I hope what I’m asking makes sense!

Did you find the answer to this , I am also looking for the same.

Unfortunately not. I think I’m just going to implement my own splitting/chunking logic for now and if I can figure out how the pre-process pipeline for chunking works, I’ll try to use those functions from the transformers library. I’ll reply here if I figure that out!

1 Like

So I built out my own chunking pipeline and this was my logic. I can post my code here later if you’re stuck but it’s relatively straightforward. Keep in mind that I am using ONNX so I’m working with the output logits of my token classifier directly.
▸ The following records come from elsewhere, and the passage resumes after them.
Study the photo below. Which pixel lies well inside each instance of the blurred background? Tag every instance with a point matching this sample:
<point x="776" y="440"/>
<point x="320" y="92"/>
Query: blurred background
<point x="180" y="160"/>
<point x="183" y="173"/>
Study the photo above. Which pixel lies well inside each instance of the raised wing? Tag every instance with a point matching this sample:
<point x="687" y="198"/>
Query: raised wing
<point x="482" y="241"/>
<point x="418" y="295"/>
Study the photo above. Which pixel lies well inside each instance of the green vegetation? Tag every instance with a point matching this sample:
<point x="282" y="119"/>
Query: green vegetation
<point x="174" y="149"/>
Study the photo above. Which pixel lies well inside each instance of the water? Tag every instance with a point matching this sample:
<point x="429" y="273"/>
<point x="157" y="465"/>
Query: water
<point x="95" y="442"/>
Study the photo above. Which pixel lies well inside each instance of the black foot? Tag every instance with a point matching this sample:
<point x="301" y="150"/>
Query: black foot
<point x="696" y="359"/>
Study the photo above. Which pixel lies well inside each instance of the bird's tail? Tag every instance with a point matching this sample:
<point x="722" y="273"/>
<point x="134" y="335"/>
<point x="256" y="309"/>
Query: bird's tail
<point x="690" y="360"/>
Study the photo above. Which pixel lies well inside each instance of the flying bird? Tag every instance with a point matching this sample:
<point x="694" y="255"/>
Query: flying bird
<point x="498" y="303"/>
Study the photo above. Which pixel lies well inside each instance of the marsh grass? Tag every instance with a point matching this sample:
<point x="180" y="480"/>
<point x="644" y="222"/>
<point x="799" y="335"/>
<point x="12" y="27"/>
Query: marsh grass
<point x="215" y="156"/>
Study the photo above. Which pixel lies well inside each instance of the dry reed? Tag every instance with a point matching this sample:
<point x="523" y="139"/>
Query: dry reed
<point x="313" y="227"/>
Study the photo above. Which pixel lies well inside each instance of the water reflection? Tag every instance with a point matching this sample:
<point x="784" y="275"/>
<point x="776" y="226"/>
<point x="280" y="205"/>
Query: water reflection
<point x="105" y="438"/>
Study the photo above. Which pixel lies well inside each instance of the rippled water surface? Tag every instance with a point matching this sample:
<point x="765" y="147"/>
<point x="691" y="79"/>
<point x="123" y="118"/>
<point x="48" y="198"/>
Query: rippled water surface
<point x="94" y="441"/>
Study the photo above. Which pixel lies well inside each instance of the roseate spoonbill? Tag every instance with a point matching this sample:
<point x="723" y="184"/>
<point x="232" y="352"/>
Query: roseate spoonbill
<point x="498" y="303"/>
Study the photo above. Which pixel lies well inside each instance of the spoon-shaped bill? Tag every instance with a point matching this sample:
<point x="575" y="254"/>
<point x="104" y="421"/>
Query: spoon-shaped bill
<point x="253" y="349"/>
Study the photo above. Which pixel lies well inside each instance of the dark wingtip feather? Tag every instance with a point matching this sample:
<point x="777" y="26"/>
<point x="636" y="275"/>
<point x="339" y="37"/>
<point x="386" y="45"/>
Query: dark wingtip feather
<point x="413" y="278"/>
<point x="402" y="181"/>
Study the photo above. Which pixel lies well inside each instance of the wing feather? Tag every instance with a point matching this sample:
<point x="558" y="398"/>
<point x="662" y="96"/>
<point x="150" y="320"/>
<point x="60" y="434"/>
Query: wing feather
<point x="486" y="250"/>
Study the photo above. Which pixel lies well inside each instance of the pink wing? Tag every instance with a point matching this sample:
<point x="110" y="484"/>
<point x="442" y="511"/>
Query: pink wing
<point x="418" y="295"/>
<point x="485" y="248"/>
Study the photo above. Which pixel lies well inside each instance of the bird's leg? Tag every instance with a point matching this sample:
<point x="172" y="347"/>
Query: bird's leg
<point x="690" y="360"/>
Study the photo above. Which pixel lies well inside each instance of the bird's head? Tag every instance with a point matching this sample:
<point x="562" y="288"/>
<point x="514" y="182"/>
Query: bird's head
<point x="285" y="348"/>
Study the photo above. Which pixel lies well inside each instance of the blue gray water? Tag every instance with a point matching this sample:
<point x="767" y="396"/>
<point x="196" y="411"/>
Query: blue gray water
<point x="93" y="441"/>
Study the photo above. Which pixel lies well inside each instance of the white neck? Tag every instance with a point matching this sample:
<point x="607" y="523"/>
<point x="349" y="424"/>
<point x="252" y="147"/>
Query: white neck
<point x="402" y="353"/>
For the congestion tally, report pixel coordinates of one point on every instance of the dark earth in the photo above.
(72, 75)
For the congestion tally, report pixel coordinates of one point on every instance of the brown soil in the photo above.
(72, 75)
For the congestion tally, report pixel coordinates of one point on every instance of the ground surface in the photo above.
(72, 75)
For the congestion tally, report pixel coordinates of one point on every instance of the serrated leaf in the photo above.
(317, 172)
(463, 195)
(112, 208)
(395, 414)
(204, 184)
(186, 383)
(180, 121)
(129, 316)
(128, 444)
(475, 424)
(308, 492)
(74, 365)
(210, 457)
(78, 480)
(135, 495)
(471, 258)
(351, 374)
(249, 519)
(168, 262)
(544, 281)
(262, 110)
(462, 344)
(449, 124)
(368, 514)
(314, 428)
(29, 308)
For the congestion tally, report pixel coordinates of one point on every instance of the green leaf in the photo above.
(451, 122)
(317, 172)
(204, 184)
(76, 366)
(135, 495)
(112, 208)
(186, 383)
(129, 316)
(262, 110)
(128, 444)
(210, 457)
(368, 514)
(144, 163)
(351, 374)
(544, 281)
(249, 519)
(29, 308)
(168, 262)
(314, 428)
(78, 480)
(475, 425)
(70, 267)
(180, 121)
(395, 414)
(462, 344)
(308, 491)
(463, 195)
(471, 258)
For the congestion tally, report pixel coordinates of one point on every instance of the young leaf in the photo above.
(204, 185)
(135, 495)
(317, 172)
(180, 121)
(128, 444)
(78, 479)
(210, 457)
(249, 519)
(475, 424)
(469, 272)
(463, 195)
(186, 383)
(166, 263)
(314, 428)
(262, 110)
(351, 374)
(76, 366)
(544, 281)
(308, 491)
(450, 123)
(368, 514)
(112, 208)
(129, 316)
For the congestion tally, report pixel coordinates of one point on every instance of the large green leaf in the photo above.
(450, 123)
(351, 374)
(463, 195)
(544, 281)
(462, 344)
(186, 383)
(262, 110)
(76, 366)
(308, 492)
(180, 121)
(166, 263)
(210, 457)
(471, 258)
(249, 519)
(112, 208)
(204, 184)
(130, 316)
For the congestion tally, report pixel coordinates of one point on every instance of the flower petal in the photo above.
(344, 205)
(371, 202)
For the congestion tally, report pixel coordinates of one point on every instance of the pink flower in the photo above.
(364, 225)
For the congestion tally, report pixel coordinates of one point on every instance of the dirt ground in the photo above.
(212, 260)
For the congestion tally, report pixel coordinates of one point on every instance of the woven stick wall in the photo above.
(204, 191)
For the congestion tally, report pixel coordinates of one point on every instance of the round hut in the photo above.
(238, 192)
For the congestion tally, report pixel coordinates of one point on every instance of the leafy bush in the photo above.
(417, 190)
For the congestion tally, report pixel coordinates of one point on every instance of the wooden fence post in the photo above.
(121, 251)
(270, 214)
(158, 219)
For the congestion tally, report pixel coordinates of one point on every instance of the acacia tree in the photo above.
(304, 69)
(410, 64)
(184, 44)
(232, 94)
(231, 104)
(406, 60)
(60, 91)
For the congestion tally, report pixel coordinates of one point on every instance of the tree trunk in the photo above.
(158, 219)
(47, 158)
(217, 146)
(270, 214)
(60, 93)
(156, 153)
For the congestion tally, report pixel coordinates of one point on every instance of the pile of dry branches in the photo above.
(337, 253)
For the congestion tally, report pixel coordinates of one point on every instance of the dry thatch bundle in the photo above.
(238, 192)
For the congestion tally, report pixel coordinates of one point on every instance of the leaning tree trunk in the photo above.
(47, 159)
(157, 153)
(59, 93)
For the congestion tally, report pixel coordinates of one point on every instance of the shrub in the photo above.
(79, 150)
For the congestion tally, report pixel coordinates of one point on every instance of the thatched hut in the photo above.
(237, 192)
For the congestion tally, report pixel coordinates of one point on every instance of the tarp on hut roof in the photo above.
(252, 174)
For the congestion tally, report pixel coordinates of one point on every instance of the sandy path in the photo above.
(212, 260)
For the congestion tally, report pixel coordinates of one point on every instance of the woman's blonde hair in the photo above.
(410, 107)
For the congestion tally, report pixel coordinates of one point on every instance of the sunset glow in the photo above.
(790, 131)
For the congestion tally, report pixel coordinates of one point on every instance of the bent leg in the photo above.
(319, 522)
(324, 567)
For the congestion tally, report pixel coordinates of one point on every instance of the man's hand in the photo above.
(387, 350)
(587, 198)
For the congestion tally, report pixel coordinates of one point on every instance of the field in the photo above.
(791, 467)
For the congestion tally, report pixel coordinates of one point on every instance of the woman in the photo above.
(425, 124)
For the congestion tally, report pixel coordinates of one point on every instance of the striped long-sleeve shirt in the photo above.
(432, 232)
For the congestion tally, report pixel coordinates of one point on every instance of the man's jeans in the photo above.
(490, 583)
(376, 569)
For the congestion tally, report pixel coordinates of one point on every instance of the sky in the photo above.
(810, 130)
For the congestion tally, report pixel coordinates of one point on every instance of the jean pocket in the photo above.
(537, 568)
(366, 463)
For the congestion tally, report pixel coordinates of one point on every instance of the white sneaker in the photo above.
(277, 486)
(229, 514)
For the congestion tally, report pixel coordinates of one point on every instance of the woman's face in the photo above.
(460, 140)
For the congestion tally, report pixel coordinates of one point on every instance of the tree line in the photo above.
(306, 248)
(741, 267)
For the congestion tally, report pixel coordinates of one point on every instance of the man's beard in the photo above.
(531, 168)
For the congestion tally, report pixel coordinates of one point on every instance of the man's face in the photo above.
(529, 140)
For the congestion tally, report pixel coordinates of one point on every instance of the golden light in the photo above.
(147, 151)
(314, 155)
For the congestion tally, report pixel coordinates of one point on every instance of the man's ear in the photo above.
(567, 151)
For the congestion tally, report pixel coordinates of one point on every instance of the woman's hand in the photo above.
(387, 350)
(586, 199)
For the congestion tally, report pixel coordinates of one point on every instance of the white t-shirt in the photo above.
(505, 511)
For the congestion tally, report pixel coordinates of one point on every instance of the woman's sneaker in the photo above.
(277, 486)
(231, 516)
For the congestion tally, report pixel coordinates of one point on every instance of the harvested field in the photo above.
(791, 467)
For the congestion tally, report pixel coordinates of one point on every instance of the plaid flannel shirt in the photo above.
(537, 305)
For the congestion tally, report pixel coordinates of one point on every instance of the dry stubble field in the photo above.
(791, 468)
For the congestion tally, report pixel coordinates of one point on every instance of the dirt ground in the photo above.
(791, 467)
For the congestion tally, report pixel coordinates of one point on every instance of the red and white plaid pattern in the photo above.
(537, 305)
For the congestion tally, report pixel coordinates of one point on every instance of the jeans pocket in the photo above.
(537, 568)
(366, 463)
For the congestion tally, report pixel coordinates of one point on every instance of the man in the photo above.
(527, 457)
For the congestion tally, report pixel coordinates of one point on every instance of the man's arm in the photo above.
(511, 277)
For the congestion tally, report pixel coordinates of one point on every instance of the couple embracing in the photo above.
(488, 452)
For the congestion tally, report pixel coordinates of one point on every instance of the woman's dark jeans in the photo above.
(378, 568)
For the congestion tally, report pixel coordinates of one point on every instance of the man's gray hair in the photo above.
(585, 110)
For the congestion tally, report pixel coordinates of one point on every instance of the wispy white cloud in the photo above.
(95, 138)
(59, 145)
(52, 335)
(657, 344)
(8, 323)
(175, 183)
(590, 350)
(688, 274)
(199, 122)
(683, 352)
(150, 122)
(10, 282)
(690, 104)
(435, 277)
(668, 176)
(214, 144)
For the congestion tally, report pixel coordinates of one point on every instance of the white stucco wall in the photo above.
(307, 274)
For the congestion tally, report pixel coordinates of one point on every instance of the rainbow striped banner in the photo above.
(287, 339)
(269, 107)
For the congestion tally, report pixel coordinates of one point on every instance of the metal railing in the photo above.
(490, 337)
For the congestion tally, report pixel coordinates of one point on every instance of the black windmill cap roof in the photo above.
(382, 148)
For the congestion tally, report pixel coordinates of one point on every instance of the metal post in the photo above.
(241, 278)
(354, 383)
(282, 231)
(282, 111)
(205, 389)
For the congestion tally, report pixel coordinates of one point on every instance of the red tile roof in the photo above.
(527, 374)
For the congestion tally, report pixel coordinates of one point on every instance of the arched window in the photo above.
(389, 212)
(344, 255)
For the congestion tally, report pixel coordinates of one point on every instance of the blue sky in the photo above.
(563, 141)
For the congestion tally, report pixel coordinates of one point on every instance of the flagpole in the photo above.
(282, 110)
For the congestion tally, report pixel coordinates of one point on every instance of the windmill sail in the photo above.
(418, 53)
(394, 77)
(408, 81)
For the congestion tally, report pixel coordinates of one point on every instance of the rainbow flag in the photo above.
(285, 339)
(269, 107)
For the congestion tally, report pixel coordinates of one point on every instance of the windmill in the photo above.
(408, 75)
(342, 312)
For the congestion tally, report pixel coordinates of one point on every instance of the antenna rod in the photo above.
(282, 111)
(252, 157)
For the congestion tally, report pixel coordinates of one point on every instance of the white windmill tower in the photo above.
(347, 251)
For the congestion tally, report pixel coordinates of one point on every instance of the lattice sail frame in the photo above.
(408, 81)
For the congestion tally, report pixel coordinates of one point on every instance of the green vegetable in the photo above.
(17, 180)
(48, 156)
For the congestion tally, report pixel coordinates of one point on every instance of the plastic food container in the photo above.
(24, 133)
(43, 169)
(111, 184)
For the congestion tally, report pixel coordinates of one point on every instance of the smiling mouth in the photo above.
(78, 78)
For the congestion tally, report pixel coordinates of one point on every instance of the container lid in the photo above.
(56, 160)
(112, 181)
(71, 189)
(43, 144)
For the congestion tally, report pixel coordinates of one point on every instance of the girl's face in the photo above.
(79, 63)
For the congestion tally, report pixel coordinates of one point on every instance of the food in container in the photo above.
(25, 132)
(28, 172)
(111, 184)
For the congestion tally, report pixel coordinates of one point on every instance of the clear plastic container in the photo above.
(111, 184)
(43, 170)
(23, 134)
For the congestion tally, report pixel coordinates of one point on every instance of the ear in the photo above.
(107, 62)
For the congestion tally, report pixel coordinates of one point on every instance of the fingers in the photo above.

  1. Tokenize your input sequence using the tokenizer for your model
  2. Check if the length of the tokenized inputs is > 512. If not, you can just operate normally.
  3. For simplicity, I extract the [“input_ids”] and [“attention_mask”] from the output dictionary from the tokenizer into two separate lists.
  4. I use more_itertools.windowed() to iterate over each list to extract chunks of length 510 and with 32 tokens of overlap. I throw these list of chunks into two new lists.
  5. I check each chunk for the presence of the sequence start/end tokens at the beginning at the end. I chose chunks of length 510 so that for all the middle chunks, I can add the extra tokens and still be in the 512 limit.
  6. I take each input_id and attention_mask chunk and create a new dictionary, and append it to a new list.
    6b (optional) Instead of appending each to a list, you may choose to stack them together in a new numpy array so you can put them through the model as a batch instead of doing it one at a time.
  7. Iterate through each of the chunks (or batch if you went with 6b) and get the output logits for each chunk. Strip the first or last batch of scores for each chunk correlating to if you added a begin/end sequence token or not.
  8. Add the output logits of the first chunk directly into a new list.
  9. For each subsequent chunk, take the last X (where X is the amount of overlap) sets of scores from the master list of scores, and the first X sets of scores from the output of this chunk, average them, and replace them in the master list. Then take the remaining chunk scores and add them to the master list. Repeat until finished going through all of the chunks.
  10. Argmax the score to get the label id of the best scoring label for each token.
  11. Convert token labels to entities and stitch together IOB labels as necessary to finish your data extraction.

I hope that train of logic makes sense and helps you out!